Page:Musset - Premières Poésies Charpentier 1863.djvu/209

La bibliothèque libre.
Le texte de cette page a été corrigé et est conforme au fac-similé.

Mais croire que l’on tient les pommes d’Hespérides,
Et presser tendrement un navet sur son cœur !
Voilà, mon cher ami, ce qui porte un auteur
À des auto-da-fés, — à des infanticides.
Les rimeurs, vous voyez, sont comme les amants.
Tant qu’on n’a rien écrit, il en est d’une idée
Comme d’une beauté qu’on n’a pas possédée.
On l’adore, on la suit, — ses détours sont charmants.
Pendant que l’on tisonne en regardant la cendre,
On la voit voltiger ainsi qu’un salamandre ;
Chaque mot fait pour elle est comme un billet doux ;
On lui donne à souper, — qui le sait mieux que vous ?
(Vous pourriez au besoin traiter une princesse.)
Mais dès qu’elle se rend, bonsoir, le charme cesse.
On sent dans sa prison l’hirondelle mourir.
Si tout cela, du moins, vous laissait quelque chose !
On garde le parfum en effeuillant la rose ;
Il n’est si triste amour qui n’ait son souvenir.

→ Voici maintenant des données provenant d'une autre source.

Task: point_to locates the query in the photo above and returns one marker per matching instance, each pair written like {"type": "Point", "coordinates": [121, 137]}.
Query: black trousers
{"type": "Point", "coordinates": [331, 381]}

Lorsque la jeune fille, à la source voisine,
À sous les nénufars lavé ses bras poudreux,
Elle reste au soleil, les mains sur sa poitrine,
À regarder longtemps pleurer ses beaux cheveux.
Elle sort, mais pareille aux rochers de Borghèse,
Couverte de rubis comme un poignard persan —
Et sur son front luisant sa mère qui la baise
Sent du fond de son cœur la fraîcheur de son sang.
Mais le poète, hélas ! s’il puise à la fontaine,
C’est comme un braconnier poursuivi dans la plaine,
Pour boire dans sa main, et courir se cacher, —
Et cette main brûlante est prompte à se sécher.